While there is still controversy concerning the relationship between TG and CVD, the value of non-HDL-C as a CV risk factor is universally accepted. Non-HDL-C is defined as all the cholesterol present in potentially atherogenic lipoprotein particles that include very-low-density cholesterol, intermediate-density cholesterol, lipoprotein(a), and low-density lipoprotein cholesterol (LDL-C). Non-HDL-C is therefore sometimes considered an even better marker than LDL-C. Measurement of non-HDL-C has the advantage of not requiring fasting, and is more practical, reliable, and inexpensive than assessment of other lipid fractions. Non-HDL-C is thus potentially an important risk marker, particularly in patients with diabetes, metabolic syndrome or obesity; the UK National Institute of Health and Care Excellence considers non-HDL-C a better CVD risk indicator than LDL-C.

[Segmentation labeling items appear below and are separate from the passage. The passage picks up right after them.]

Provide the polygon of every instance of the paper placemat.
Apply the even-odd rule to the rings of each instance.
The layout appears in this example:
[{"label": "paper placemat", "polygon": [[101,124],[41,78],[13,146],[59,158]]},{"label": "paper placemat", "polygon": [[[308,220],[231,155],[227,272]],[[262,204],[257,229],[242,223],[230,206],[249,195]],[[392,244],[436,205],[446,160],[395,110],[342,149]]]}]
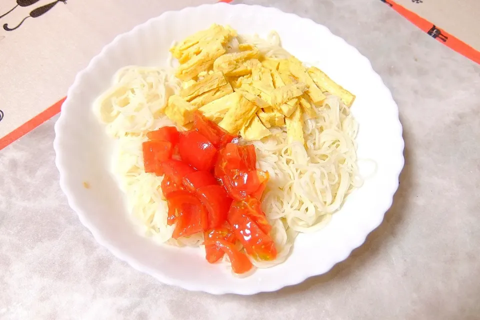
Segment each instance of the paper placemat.
[{"label": "paper placemat", "polygon": [[[476,18],[480,1],[381,0],[433,38],[480,63],[475,48],[480,48],[480,20]],[[164,11],[216,2],[4,1],[0,4],[0,150],[59,112],[75,75],[116,35]]]},{"label": "paper placemat", "polygon": [[[2,0],[0,138],[34,119],[24,134],[58,113],[60,104],[34,119],[65,96],[76,74],[118,34],[166,11],[215,2]],[[0,142],[0,149],[16,138]]]}]

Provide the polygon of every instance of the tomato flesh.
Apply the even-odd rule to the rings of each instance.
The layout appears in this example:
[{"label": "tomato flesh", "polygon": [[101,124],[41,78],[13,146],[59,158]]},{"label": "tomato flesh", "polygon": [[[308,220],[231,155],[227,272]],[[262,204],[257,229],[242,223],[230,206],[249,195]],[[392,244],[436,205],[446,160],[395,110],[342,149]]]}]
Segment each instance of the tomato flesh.
[{"label": "tomato flesh", "polygon": [[208,212],[208,228],[220,227],[226,220],[232,198],[218,184],[200,186],[197,190],[200,201]]},{"label": "tomato flesh", "polygon": [[180,132],[174,126],[163,126],[147,132],[146,137],[153,141],[168,141],[174,148],[178,144]]},{"label": "tomato flesh", "polygon": [[206,230],[208,213],[200,200],[186,190],[171,192],[166,198],[168,216],[176,222],[172,237],[189,236]]},{"label": "tomato flesh", "polygon": [[182,160],[197,170],[210,171],[213,167],[216,148],[198,131],[182,132],[178,148]]},{"label": "tomato flesh", "polygon": [[[226,240],[230,244],[235,243],[235,236],[230,228],[222,228],[211,229],[204,233],[205,238],[205,258],[210,264],[214,264],[222,258],[225,252],[212,242],[218,239]],[[210,242],[210,244],[208,243]]]},{"label": "tomato flesh", "polygon": [[195,169],[188,164],[173,159],[162,162],[160,167],[166,176],[170,178],[172,181],[179,185],[182,184],[184,176],[195,172]]},{"label": "tomato flesh", "polygon": [[204,232],[207,260],[214,263],[226,254],[238,274],[253,266],[236,248],[237,240],[255,259],[276,258],[260,202],[268,174],[256,169],[253,145],[240,146],[238,136],[198,112],[192,130],[166,126],[147,138],[142,146],[145,172],[164,176],[160,188],[167,223],[174,225],[172,238]]},{"label": "tomato flesh", "polygon": [[272,238],[258,226],[242,205],[232,204],[228,214],[235,236],[247,253],[259,260],[273,260],[276,258],[276,248]]},{"label": "tomato flesh", "polygon": [[166,141],[146,141],[142,147],[145,172],[161,176],[161,163],[172,158],[172,144]]},{"label": "tomato flesh", "polygon": [[160,184],[160,186],[162,188],[162,192],[164,194],[164,196],[166,198],[168,196],[168,194],[174,191],[185,190],[185,188],[182,185],[177,184],[172,181],[170,177],[168,176],[164,177],[164,180],[162,180],[162,184]]},{"label": "tomato flesh", "polygon": [[228,255],[232,263],[232,269],[236,274],[244,274],[253,268],[248,258],[244,254],[235,248],[234,244],[223,239],[207,241],[206,246],[216,246]]},{"label": "tomato flesh", "polygon": [[218,184],[215,177],[208,171],[196,171],[184,177],[184,186],[190,192],[196,192],[201,186]]},{"label": "tomato flesh", "polygon": [[235,138],[199,112],[194,114],[194,128],[217,148],[224,146]]}]

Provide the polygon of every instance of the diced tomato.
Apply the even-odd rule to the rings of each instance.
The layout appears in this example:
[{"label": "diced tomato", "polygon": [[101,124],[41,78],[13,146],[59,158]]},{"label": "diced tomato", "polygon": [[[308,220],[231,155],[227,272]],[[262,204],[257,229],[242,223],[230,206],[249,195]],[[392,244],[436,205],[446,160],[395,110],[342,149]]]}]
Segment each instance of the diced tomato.
[{"label": "diced tomato", "polygon": [[[188,191],[170,192],[166,198],[169,220],[176,222],[172,237],[177,239],[206,230],[208,212],[196,196]],[[176,218],[173,218],[174,216]]]},{"label": "diced tomato", "polygon": [[194,192],[200,186],[218,184],[215,177],[208,171],[196,171],[184,177],[184,186],[190,192]]},{"label": "diced tomato", "polygon": [[268,171],[262,171],[262,170],[257,170],[256,174],[258,176],[258,180],[260,182],[260,186],[254,192],[252,192],[250,196],[260,200],[262,198],[265,188],[266,188],[266,184],[268,182],[268,179],[270,178],[270,175]]},{"label": "diced tomato", "polygon": [[[235,243],[235,235],[228,228],[218,228],[206,231],[204,234],[205,242],[208,243],[217,239],[226,240],[230,243]],[[214,264],[224,256],[225,252],[220,250],[216,244],[205,245],[205,257],[210,264]]]},{"label": "diced tomato", "polygon": [[164,177],[164,180],[162,180],[160,186],[162,192],[164,194],[164,196],[166,198],[172,192],[185,190],[182,184],[177,184],[172,180],[170,176],[166,176]]},{"label": "diced tomato", "polygon": [[227,144],[225,148],[218,152],[215,162],[215,176],[221,178],[230,170],[238,169],[241,162],[238,146],[234,144]]},{"label": "diced tomato", "polygon": [[145,172],[162,174],[160,164],[172,158],[172,144],[165,141],[146,141],[142,144]]},{"label": "diced tomato", "polygon": [[242,201],[236,202],[235,206],[237,210],[240,210],[243,214],[246,214],[253,219],[266,234],[270,234],[272,226],[268,223],[265,212],[262,210],[262,203],[260,200],[249,196]]},{"label": "diced tomato", "polygon": [[244,274],[250,270],[253,265],[245,254],[235,248],[233,244],[223,239],[207,240],[206,246],[216,246],[219,250],[223,250],[230,258],[232,269],[236,274]]},{"label": "diced tomato", "polygon": [[216,148],[198,131],[182,132],[178,148],[182,160],[196,170],[210,171],[213,168]]},{"label": "diced tomato", "polygon": [[230,170],[222,180],[228,195],[234,199],[241,200],[250,195],[260,199],[268,182],[268,176],[261,170],[247,172],[236,169]]},{"label": "diced tomato", "polygon": [[198,112],[194,114],[194,128],[217,148],[224,146],[235,138]]},{"label": "diced tomato", "polygon": [[228,214],[228,222],[236,238],[248,254],[260,260],[272,260],[276,257],[276,248],[272,238],[266,234],[248,214],[244,204],[234,202]]},{"label": "diced tomato", "polygon": [[184,177],[195,172],[195,169],[178,160],[170,159],[162,162],[160,168],[165,174],[177,184],[182,184]]},{"label": "diced tomato", "polygon": [[255,153],[255,146],[253,144],[239,146],[238,152],[242,158],[242,164],[238,168],[248,171],[254,170],[256,166],[256,154]]},{"label": "diced tomato", "polygon": [[218,184],[200,186],[197,194],[208,212],[208,228],[220,227],[226,220],[232,198],[228,197],[223,187]]},{"label": "diced tomato", "polygon": [[180,133],[174,126],[163,126],[147,132],[146,136],[154,141],[168,141],[174,148],[178,144]]}]

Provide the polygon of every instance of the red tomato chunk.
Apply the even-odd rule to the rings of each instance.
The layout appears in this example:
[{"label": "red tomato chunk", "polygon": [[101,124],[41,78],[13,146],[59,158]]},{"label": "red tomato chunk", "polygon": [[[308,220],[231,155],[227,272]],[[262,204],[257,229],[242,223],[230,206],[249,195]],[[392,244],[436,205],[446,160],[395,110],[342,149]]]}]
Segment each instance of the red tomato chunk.
[{"label": "red tomato chunk", "polygon": [[145,172],[164,176],[160,188],[168,204],[167,223],[175,226],[172,238],[203,232],[206,260],[214,263],[226,254],[238,274],[253,266],[236,242],[255,259],[276,257],[260,202],[269,176],[256,168],[253,145],[238,145],[238,137],[198,112],[191,130],[165,126],[147,138]]}]

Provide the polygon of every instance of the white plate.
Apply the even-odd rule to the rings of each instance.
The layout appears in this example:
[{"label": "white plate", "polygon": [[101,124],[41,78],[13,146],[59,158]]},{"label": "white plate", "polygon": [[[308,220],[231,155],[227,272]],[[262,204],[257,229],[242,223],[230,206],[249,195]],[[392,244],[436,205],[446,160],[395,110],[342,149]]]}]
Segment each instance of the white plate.
[{"label": "white plate", "polygon": [[[94,100],[111,84],[118,69],[129,64],[165,66],[173,40],[214,22],[229,24],[240,34],[264,36],[276,30],[290,52],[356,94],[352,110],[360,124],[358,156],[374,160],[378,166],[376,174],[348,197],[326,228],[297,238],[284,263],[245,278],[233,276],[221,265],[209,264],[200,249],[160,246],[136,233],[110,173],[112,140],[92,111]],[[163,282],[215,294],[274,291],[328,272],[382,222],[404,165],[398,108],[368,60],[322,26],[256,6],[218,4],[168,12],[116,37],[77,76],[55,132],[60,186],[97,241]],[[369,170],[360,164],[364,173]],[[90,188],[84,188],[84,182]]]}]

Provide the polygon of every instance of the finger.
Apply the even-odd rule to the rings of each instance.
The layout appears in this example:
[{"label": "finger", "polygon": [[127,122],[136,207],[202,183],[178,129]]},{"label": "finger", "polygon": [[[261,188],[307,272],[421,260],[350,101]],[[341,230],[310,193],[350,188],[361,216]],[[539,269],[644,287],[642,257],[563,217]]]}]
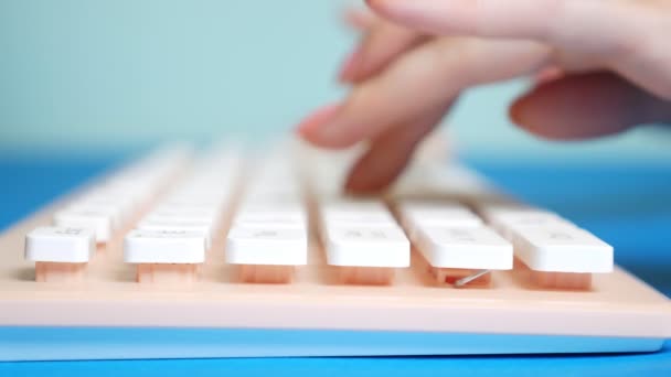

In some cases, even with the maximum dose of more potent statins, associated with ezetimibe and proprotein convertase subtilisin/kexin type 9 (PCSK-9) inhibitors, a significant CV risk remains, known as residual risk. It is consensual that non-HDL-C, given its relationship with TG-rich remnant lipoproteins, is one of the main causes of this residual risk. When high non-HDL-C is associated with low HDL-C and high levels of TG and small dense LDL particles, this phenotype, which is characteristic of diabetes, metabolic syndrome and obesity, is known as atherogenic dyslipidemia.2,22

The current issue of the Journal sees the publication of a multidisciplinary consensus among Portuguese experts on the definition, detection and management of atherogenic dyslipidemia.23 In the CODAP study, a questionnaire was applied to an expert panel composed of specialists in internal medicine, endocrinology, cardiology and family and general medicine, following a modified Delphi methodology. The panel acknowledged the importance of the atherogenic dyslipidemia phenotype and the role played by LDL-C and HDL-C as risk markers and therapeutic targets. Around 72% of the participants considered that non-HDL-C is a better risk marker for atherogenic dyslipidemia than LDL-C. By contrast, there was no consensus on the role played by TG in CV risk and the therapeutic value of fibrates. So, is the role of TG as a CV risk factor still in doubt? We do not believe this to be the case. Recent studies have shown that high TG levels (200-600 mg/dl) are associated with high levels of remnant lipoproteins and with significant CV risk.24 In a substudy of the Copenhagen General Population Study that included 58 547 individuals aged 40-65 years and free of atherosclerotic CVD, diabetes, and statin use at baseline, 14% were definitely statin eligible, 7% were not eligible and had TG≥264 mg//l, and 79% were not statin eligible and had TG<264 mg/l. The estimated 10-year risk of major adverse cardiovascular events was 2.8% and 5.7% in statin non-eligible individuals with TG <264 mg/l and ≥264 mg/l, respectively.25

The authors of the CODAP study conclude that in patients at high or very high cardiovascular risk and atherogenic dyslipidemia, after LDL-C targets have been achieved with a statin, fenofibrate should be associated.23

Conflicts of interest

The author has no conflicts of interest to declare.